Findings support the hypothesis that intra-breed IBD sharing patterns reflect admixture levels: breeds with less admixture (greater genetic isolation/originality) share more and longer IBD segments, indicating less genome fragmentation. This relationship holds broadly across goats and sheep and is especially strong when predicting a breed’s genetic originality (AV index), which captures isolation relative to others, rather than solely intra-breed similarity. Regional heterogeneity was evident, notably weaker or non-significant associations in African datasets, suggesting complex demographic and management histories (e.g., extensive recent crossbreeding initiatives, varying selection and inbreeding practices) that modulate IBD signals. The results demonstrate that IBD-based indicators can identify crossbreeding impacts without requiring all potential source breeds in the dataset, overcoming a major limitation of frequency-based admixture methods. However, interpreting IBD patterns requires consideration of alternative forces shaping haplotypes and linkage (e.g., artificial selection, inbreeding, bottlenecks, drift, domestication history) and the recency of events to which IBD is most sensitive (approximately past 100 generations).

IBD sharing patterns within breeds are informative indicators of admixture and genetic isolation in small ruminants. Admixed breeds exhibit fewer and shorter shared IBD segments, while genetically isolated/original breeds show more numerous and longer segments. Because IBD-based indicators do not depend on including all potential source breeds in analyses, they offer a practical tool to detect breeds endangered by crossbreeding and to guide conservation actions aimed at preserving locally adapted genetic architectures. Future work should integrate controlled experimental and theoretical studies to disentangle the effects of selection, inbreeding, demography, and timing on IBD patterns, refine regional models, and validate thresholds for operational monitoring.

• Regional variability: Relationships between IBD metrics and admixture/originality were weaker or non-significant in some African datasets (e.g., African sheep), indicating contextual complexity and potential confounders.
• Model limitations: Genetic integrity predictions showed modest explanatory power in goats (adjusted R^2 ~0.24–0.31) and nonlinear threshold/plateau behaviors in sheep, suggesting unmodeled factors.

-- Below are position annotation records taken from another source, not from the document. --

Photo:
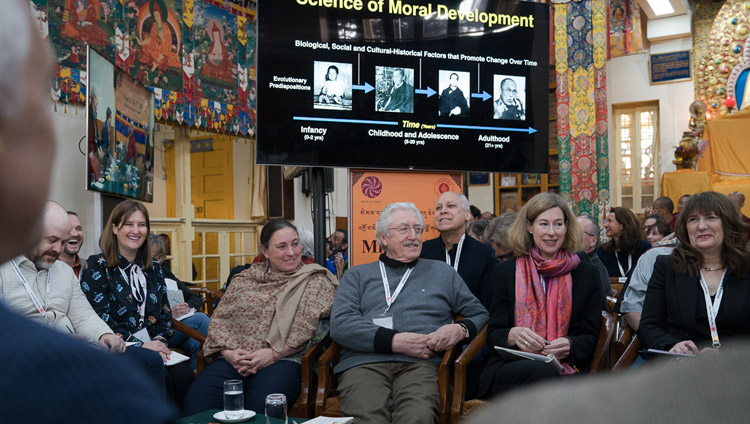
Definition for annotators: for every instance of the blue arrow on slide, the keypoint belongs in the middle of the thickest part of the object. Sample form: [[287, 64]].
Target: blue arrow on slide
[[470, 127], [429, 91], [367, 87], [483, 95]]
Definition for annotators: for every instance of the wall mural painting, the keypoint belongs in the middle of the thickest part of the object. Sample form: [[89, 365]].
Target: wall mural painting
[[197, 56], [215, 47], [75, 23]]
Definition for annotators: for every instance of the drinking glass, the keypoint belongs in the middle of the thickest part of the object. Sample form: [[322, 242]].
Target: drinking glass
[[276, 407], [234, 399]]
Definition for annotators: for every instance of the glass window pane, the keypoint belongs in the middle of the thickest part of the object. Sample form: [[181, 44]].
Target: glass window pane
[[212, 243]]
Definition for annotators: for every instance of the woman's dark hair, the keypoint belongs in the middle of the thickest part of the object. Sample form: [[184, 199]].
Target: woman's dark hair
[[661, 225], [271, 227], [688, 259], [108, 240], [478, 228], [631, 232], [329, 70]]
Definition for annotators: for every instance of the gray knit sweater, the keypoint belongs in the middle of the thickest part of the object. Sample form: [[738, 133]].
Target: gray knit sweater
[[433, 294]]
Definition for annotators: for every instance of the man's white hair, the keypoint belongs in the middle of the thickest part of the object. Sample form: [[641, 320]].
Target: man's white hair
[[15, 44], [385, 218]]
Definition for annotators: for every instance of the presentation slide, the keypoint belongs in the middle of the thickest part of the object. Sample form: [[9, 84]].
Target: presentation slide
[[452, 85]]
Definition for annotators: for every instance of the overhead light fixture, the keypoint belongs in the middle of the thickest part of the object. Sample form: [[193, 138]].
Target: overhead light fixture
[[661, 7]]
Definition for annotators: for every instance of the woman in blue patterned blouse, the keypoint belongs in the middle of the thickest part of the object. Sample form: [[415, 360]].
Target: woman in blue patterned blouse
[[126, 288]]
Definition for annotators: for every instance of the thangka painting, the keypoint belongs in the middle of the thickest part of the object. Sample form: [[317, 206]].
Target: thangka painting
[[152, 50], [215, 47], [73, 24], [134, 122], [39, 13]]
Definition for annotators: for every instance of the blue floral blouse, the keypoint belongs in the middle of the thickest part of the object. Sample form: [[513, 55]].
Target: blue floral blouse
[[110, 295]]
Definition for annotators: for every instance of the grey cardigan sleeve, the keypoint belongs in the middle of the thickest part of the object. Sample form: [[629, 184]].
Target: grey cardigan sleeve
[[349, 327]]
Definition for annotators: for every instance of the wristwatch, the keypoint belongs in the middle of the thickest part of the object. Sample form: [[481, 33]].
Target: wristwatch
[[466, 329]]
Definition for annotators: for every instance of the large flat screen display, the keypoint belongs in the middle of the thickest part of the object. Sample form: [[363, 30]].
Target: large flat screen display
[[120, 123], [452, 85]]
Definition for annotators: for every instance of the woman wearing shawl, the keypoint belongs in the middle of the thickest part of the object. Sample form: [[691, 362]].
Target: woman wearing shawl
[[264, 323], [546, 301]]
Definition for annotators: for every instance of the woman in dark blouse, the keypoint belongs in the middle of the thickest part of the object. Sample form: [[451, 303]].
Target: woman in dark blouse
[[126, 288], [699, 296]]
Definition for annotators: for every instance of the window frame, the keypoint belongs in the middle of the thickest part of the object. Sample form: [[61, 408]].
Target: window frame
[[635, 109]]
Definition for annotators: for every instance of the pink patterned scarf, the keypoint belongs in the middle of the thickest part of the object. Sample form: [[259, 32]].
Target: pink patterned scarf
[[547, 313]]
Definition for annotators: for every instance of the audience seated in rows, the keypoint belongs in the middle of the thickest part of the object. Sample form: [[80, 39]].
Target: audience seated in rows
[[50, 376], [268, 317], [657, 231], [477, 228], [496, 235], [698, 297], [589, 251], [620, 254], [546, 301], [472, 259], [192, 303], [69, 254], [394, 316], [126, 287]]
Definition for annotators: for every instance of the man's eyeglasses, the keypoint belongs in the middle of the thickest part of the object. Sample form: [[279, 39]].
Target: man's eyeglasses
[[404, 229]]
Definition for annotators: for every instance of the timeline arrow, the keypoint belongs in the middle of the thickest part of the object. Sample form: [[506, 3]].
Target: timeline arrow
[[346, 121], [367, 87], [471, 127], [429, 91], [483, 95]]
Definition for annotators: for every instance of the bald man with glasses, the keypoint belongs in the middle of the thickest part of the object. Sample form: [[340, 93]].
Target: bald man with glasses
[[588, 253]]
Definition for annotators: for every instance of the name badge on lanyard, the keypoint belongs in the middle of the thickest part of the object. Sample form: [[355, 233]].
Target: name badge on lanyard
[[458, 253], [712, 308], [386, 319], [630, 264], [42, 309]]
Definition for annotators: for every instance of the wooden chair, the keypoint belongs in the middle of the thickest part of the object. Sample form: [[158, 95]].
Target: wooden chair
[[616, 285], [459, 405], [327, 400], [602, 351], [621, 340], [209, 296], [628, 356]]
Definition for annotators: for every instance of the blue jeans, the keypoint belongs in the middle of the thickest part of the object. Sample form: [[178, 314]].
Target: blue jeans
[[150, 363], [207, 392], [199, 321]]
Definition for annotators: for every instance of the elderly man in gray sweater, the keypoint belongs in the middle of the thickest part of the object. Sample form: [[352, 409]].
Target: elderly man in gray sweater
[[392, 319]]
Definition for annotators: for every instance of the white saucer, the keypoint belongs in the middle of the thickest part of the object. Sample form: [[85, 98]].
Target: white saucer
[[246, 415]]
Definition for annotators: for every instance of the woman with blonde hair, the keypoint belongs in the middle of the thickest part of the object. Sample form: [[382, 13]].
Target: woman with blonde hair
[[545, 301], [625, 246], [126, 287]]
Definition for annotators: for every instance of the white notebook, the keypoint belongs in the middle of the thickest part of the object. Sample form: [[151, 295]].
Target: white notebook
[[514, 355]]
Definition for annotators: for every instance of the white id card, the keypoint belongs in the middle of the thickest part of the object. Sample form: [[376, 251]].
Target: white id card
[[383, 321], [142, 335]]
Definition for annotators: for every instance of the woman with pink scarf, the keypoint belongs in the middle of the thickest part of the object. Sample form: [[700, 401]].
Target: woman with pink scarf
[[546, 301]]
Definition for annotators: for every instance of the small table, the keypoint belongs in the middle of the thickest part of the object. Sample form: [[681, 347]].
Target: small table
[[206, 417]]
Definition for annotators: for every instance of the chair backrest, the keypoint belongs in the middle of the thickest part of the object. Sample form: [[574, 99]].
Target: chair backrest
[[620, 341], [601, 353], [629, 356]]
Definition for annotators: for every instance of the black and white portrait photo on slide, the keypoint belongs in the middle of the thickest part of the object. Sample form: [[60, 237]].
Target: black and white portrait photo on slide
[[509, 97], [454, 95], [332, 87], [394, 89]]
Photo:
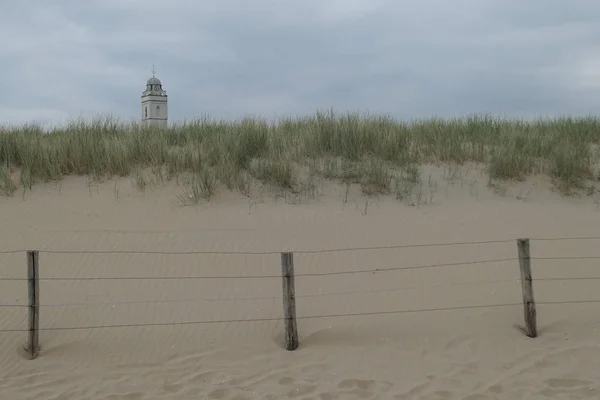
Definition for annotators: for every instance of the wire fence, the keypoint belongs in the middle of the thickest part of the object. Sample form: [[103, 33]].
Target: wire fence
[[289, 296]]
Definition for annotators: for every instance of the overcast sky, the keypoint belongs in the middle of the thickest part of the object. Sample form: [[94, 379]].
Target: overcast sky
[[233, 58]]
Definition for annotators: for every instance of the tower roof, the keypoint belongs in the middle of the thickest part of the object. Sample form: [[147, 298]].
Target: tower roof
[[153, 81]]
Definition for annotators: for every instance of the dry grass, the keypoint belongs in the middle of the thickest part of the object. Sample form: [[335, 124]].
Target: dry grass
[[377, 152]]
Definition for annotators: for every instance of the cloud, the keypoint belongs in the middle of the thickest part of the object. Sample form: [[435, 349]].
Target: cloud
[[231, 58]]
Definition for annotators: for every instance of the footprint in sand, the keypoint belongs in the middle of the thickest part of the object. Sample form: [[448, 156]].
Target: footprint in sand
[[363, 389]]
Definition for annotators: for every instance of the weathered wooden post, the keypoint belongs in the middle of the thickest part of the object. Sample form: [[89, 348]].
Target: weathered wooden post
[[33, 345], [289, 301], [526, 284]]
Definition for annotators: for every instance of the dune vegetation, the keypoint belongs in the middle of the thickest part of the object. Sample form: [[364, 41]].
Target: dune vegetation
[[379, 153]]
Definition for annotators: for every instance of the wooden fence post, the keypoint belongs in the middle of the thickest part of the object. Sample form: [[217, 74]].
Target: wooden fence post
[[33, 345], [526, 284], [289, 301]]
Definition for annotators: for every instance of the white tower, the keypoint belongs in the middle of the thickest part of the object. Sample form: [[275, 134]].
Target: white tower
[[154, 103]]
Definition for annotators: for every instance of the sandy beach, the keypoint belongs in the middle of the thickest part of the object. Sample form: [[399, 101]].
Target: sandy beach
[[470, 353]]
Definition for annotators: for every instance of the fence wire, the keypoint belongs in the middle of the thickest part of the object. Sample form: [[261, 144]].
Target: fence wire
[[375, 270], [423, 310]]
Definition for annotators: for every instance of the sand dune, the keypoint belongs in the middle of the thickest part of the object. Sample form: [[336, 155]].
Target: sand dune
[[472, 353]]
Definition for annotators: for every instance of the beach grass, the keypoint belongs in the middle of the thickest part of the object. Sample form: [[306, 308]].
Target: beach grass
[[381, 154]]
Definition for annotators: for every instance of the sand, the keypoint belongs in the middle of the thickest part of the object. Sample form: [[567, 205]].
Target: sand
[[473, 353]]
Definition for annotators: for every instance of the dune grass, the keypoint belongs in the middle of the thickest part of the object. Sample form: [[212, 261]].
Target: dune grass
[[377, 152]]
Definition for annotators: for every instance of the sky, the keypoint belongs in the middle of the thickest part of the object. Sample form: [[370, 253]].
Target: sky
[[228, 59]]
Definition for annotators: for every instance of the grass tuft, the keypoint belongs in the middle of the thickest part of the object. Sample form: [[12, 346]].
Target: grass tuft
[[352, 148]]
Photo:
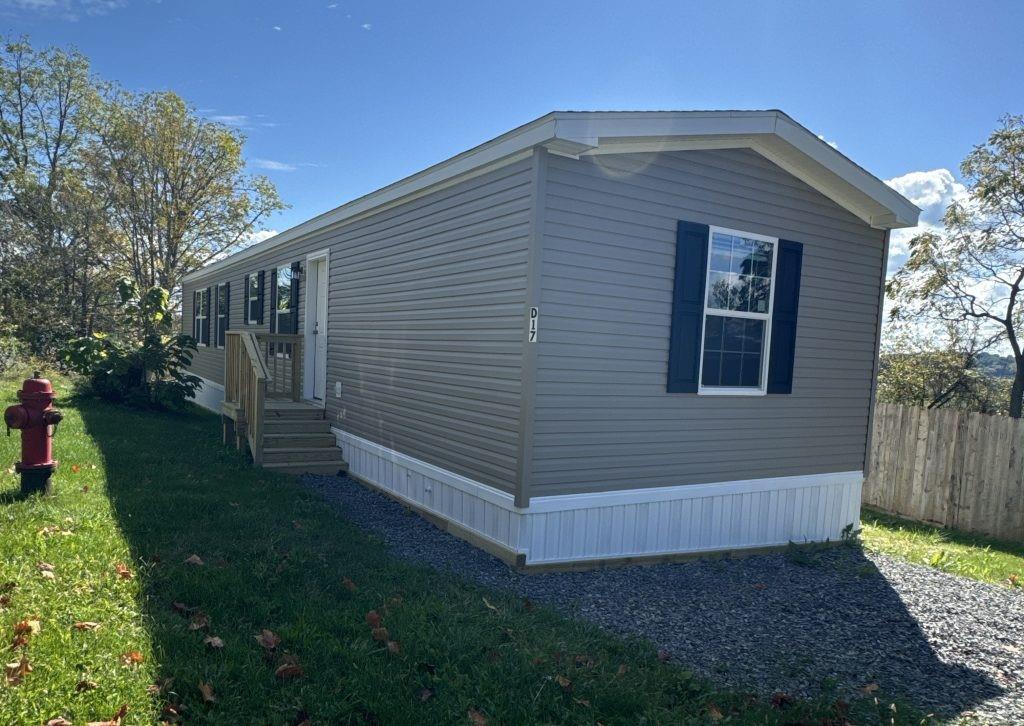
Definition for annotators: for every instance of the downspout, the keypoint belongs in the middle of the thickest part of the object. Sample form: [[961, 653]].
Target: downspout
[[878, 351], [527, 396]]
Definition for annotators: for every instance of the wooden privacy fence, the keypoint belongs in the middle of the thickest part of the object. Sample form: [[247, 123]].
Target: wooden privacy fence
[[950, 468]]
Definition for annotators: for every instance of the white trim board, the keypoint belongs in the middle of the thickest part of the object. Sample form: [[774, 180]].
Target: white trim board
[[567, 528]]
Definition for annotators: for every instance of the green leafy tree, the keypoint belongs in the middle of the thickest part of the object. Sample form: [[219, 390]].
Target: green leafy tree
[[142, 364], [974, 270], [179, 197], [53, 260]]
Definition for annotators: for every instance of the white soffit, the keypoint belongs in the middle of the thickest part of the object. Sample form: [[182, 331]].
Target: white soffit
[[771, 133]]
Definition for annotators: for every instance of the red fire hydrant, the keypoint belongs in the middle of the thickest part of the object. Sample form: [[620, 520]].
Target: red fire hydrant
[[38, 420]]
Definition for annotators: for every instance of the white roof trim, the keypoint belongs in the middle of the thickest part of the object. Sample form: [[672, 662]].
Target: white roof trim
[[771, 133]]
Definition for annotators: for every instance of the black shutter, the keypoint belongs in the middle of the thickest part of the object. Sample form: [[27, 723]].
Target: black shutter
[[294, 299], [245, 305], [273, 300], [687, 307], [260, 282], [783, 316], [206, 323]]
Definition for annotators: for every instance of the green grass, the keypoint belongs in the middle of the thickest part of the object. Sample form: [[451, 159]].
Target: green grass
[[152, 489], [962, 553]]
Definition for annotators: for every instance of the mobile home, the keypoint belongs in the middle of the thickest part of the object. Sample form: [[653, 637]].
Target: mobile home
[[598, 336]]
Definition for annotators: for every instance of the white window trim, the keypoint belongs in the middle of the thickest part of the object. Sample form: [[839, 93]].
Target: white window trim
[[250, 298], [766, 316], [198, 314]]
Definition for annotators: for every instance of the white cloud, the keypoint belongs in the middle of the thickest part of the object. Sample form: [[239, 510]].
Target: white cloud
[[271, 165], [932, 190], [240, 120], [66, 9]]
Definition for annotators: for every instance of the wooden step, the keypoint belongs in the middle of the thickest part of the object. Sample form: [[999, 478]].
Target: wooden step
[[292, 439], [298, 456], [331, 468], [278, 426], [291, 410]]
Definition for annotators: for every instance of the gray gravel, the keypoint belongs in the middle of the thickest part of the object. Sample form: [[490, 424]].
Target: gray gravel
[[837, 618]]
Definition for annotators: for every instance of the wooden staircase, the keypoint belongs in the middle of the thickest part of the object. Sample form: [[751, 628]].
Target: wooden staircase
[[262, 410]]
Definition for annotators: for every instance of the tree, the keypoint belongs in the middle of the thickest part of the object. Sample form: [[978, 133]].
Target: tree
[[179, 197], [52, 263], [974, 270], [936, 371]]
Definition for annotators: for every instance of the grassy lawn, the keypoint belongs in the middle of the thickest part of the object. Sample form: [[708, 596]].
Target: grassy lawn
[[952, 551], [182, 554]]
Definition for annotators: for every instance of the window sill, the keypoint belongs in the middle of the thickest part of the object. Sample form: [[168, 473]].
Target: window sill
[[731, 391]]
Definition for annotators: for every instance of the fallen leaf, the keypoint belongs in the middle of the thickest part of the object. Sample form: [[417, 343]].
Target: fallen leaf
[[132, 657], [116, 721], [289, 669], [267, 639], [30, 626], [15, 672], [207, 690]]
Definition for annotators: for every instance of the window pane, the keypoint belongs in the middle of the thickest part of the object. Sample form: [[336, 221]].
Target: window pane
[[284, 288], [733, 351]]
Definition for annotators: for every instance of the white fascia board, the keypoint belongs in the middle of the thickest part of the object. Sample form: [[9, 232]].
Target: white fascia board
[[771, 133], [498, 150]]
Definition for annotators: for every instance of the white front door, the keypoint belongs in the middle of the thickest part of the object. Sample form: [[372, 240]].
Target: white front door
[[315, 368]]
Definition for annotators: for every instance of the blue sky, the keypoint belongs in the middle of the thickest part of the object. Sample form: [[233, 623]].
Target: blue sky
[[339, 98]]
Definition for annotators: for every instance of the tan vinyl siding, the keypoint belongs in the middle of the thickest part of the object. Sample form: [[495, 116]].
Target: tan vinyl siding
[[425, 318], [602, 417]]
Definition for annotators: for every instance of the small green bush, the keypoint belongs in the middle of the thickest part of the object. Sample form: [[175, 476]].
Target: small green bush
[[143, 366]]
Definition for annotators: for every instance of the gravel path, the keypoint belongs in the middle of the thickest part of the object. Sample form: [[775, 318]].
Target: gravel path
[[773, 623]]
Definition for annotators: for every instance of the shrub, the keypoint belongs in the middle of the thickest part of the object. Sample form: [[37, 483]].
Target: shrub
[[143, 366]]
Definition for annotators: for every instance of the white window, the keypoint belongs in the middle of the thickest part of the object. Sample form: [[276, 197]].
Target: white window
[[737, 312], [201, 316], [252, 300]]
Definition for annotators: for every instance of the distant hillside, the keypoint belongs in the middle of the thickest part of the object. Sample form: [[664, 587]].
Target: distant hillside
[[998, 366]]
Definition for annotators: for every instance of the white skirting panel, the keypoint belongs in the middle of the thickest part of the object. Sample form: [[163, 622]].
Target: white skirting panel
[[730, 515], [210, 395]]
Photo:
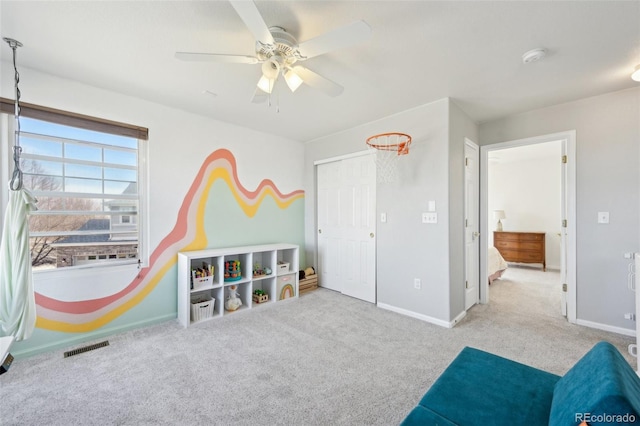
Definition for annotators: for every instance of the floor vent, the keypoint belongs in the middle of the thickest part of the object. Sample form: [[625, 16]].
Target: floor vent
[[86, 349]]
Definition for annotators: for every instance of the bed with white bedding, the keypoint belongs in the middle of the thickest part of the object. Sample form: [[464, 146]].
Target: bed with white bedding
[[496, 264]]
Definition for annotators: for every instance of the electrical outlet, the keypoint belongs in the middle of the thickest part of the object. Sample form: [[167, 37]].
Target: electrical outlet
[[603, 217]]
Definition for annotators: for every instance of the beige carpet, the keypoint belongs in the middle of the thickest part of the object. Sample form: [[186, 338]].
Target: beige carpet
[[323, 359]]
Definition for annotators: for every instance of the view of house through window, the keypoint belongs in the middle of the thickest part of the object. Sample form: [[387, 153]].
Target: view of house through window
[[86, 183]]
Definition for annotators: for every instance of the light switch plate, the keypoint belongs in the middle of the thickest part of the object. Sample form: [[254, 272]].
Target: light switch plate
[[430, 217]]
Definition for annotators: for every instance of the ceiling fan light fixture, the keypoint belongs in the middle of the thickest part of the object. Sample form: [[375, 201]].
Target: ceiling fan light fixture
[[636, 74], [271, 69], [266, 84], [293, 80]]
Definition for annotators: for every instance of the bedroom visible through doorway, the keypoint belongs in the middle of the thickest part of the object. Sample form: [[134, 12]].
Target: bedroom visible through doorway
[[527, 186]]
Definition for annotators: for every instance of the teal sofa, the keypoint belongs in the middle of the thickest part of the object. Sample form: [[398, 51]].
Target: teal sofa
[[479, 388]]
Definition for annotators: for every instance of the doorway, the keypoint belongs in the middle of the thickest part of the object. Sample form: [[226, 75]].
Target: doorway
[[346, 206], [568, 217]]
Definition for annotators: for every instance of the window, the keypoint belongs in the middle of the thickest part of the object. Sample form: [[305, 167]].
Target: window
[[88, 186]]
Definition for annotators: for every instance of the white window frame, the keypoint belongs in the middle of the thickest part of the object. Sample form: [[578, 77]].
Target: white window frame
[[7, 140]]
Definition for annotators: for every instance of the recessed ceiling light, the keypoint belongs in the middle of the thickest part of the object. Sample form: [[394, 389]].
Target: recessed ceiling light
[[534, 55], [636, 74]]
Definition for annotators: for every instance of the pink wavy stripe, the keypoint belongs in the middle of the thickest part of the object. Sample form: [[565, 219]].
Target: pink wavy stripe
[[182, 233]]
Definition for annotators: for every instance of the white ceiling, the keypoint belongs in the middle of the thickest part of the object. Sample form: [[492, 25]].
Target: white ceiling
[[420, 51]]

• Confounding processes: IBD patterns can be influenced by artificial selection, inbreeding, demographic history (bottlenecks, drift), and domestication processes, complicating attribution solely to admixture.
• Temporal sensitivity: IBD primarily reflects recent history (roughly the past 100 generations); older admixture events may be less detectable.
• Dataset constraints: Uneven sample sizes, exclusion of breeds with <8 individuals, and reliance on SNP50 arrays may limit resolution; some comparisons were not tested due to group size imbalance. Assumptions in IBD detection (e.g., constant 1 cM/Mb recombination rate) may introduce approximation errors.